How is MCP different from function calling?

• Function calling defines tools inside one application and usually ties them to one model SDK. MCP moves those tools behind reusable servers, so multiple AI models, assistants, or applications can discover and use the same tools through a standardized protocol.

When should I not use MCP?

• Do not use MCP for a single AI app with one model and a few stable internal tools. In that case, native function calling is simpler, faster to ship, and easier to maintain.
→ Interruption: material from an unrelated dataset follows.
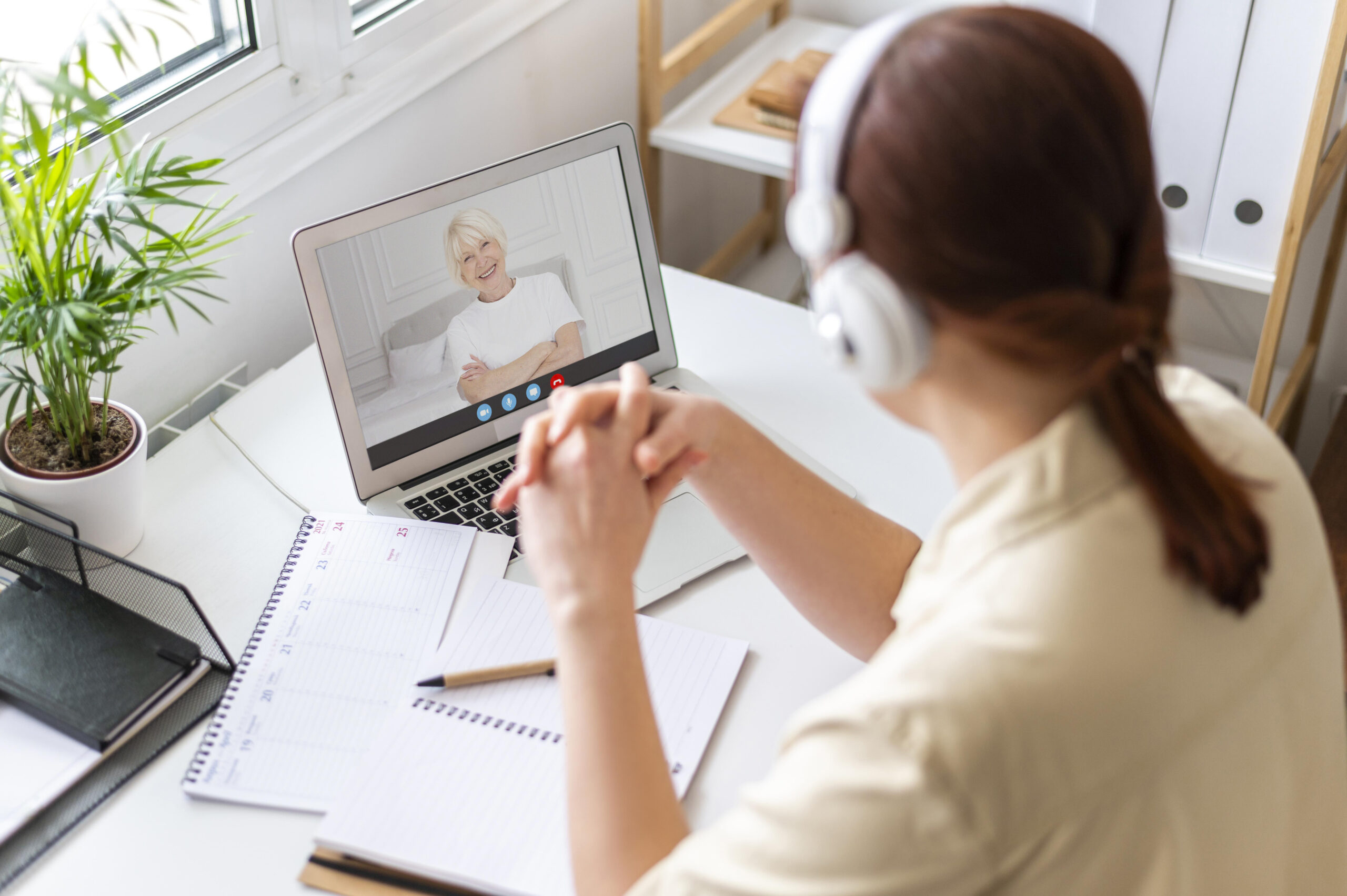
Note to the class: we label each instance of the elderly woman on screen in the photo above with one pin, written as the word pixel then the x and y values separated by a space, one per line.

What MCP servers can I use without building my own?

• Common prebuilt MCP servers include filesystem, GitHub, Postgres, Slack, and Google Drive servers. These let AI assistants access files, repositories, databases, messages, and documents without requiring you to build a custom connector first.

How do I get started with MCP?

• The fastest way to start with MCP is to connect Claude Desktop to a prebuilt MCP server, such as the filesystem server. Add the server to the mcpServers configuration, restart Claude Desktop, and confirm the available tools appear.

Does MCP work with models other than Claude?

• Yes. MCP is model-agnostic. It standardizes the connection between an AI application and an MCP server, not the model itself, so MCP can work across different AI models and assistants.

What are the security risks of MCP servers?

• MCP security risks include prompt injection through tool responses, tool poisoning through malicious tool descriptions, and supply-chain risk from untrusted server updates. Treat MCP servers like software dependencies: use trusted servers, limit permissions, review tool capabilities, and avoid exposing sensitive data unnecessarily.